Rimbunan Sawit Streamlines Asset Base with RM28 Million Disposal of Non-Core Plantation Land

Kuala Lumpur — Sarawak-based oil palm producer Rimbunan Sawit Bhd has announced the sale of a large plantation estate in Miri for RM28 million in cash, as part of a broader strategy to improve operational efficiency and refocus capital on higher-performing assets.

The disposal involves a 1,504-hectare plantation estate in Batang Baram, held via its wholly owned subsidiary Sastat Holdings Sdn Bhd, and will be sold to Trinity Capital Resources Sdn Bhd under a conditional sale and purchase agreement.


Strategic Exit from Remote, Underperforming Asset

Rimbunan Sawit said the decision to divest the estate was driven by persistent cost inefficiencies linked to the land’s remote location. The plantation is not operationally integrated with the group’s other estates or mills, resulting in elevated logistics and transportation expenses that have continued to impact profitability.

By exiting the asset, the group will also avoid further capital expenditure required to rehabilitate the estate, allowing management to reallocate resources toward more productive and better-connected operations—a capital discipline approach similarly seen among owners of industrial land in Selangor and commercial property in KL, where asset integration and infrastructure access increasingly define value.


Financial Impact and Valuation Details

The estate was originally acquired in 2008 for RM30.8 million and had a net book value of RM18.1 million as at Dec 31, 2024. The group expects to record an estimated disposal loss of RM3.6 million on a pro-forma basis.

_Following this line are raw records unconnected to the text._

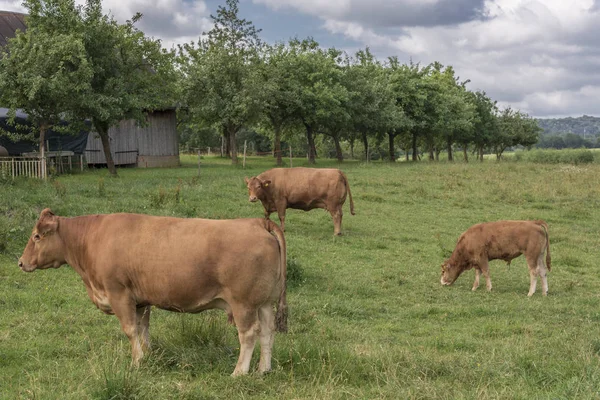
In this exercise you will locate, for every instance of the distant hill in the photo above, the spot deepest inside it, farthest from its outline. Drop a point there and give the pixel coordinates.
(585, 125)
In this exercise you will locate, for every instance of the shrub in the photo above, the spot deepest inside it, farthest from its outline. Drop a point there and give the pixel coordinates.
(551, 156)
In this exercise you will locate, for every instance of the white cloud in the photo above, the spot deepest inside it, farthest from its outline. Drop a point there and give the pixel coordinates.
(542, 56)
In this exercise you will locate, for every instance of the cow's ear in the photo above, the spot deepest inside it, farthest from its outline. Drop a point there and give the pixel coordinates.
(45, 213)
(48, 222)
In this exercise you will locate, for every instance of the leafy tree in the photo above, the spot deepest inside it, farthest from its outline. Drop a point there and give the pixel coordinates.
(44, 72)
(281, 102)
(485, 124)
(222, 75)
(371, 103)
(82, 64)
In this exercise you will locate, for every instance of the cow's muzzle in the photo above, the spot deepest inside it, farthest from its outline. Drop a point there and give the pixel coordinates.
(25, 267)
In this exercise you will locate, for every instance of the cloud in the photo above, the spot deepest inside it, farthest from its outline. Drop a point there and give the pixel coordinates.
(173, 21)
(386, 13)
(543, 56)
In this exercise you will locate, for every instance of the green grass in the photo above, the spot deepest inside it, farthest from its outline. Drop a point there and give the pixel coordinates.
(369, 318)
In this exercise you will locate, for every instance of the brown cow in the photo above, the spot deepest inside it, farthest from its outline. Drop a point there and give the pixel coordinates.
(501, 240)
(129, 262)
(301, 188)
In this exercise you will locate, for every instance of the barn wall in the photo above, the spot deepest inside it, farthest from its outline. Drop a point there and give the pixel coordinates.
(153, 145)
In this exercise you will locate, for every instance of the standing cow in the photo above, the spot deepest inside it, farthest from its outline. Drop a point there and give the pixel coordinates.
(129, 262)
(501, 240)
(301, 188)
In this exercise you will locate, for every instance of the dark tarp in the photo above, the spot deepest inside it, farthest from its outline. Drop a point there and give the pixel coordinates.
(56, 141)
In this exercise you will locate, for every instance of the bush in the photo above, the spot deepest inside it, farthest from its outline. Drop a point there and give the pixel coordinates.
(574, 156)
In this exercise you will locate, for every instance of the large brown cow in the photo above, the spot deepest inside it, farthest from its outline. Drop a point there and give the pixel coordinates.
(501, 240)
(301, 188)
(129, 262)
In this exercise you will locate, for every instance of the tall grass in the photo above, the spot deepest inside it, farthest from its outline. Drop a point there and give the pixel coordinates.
(368, 316)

The agreed sale price represents a modest discount to the RM29 million market valuation assessed by an independent valuer. The land is held under a 60-year provisional lease expiring in 2068, with approximately 1,055 hectares currently planted. The estate has posted losses over recent financial periods.


Redeploying Capital to Higher-Yield Assets

Proceeds from the disposal will be channelled toward working capital requirements, transaction costs, and reinvestment into more commercially viable plantation estates within the next 12 months. This mirrors a broader market trend where owners divest inefficient assets to focus on scalable, infrastructure-ready locations—similar to capital rotation strategies seen in industrial property in the Subang area, factory developments in Puchong, and office space in Bukit Jalil.

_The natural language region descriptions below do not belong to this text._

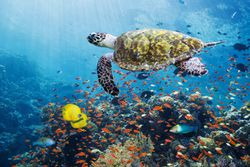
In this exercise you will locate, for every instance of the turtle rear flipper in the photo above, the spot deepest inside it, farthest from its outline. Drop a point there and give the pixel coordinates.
(192, 66)
(105, 76)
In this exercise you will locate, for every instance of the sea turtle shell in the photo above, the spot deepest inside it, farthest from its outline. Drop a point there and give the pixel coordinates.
(153, 49)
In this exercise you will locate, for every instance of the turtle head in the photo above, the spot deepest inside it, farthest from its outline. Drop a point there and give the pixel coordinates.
(102, 39)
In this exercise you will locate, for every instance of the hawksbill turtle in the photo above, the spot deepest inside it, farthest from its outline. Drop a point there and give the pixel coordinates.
(147, 49)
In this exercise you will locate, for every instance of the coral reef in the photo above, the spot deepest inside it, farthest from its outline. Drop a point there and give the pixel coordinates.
(131, 152)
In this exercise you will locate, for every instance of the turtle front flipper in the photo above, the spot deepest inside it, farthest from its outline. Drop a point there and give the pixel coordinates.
(105, 76)
(192, 66)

Completion Timeline and Market Reaction

The transaction does not require shareholder approval but remains subject to consent from the Director of Lands and Surveys of Sarawak. Completion is expected in the second half of 2026.

Shares of Rimbunan Sawit closed unchanged at 18 sen, valuing the company at approximately RM367.5 million. The stock has declined more than 18% over the past 12 months, reflecting ongoing operational and earnings challenges.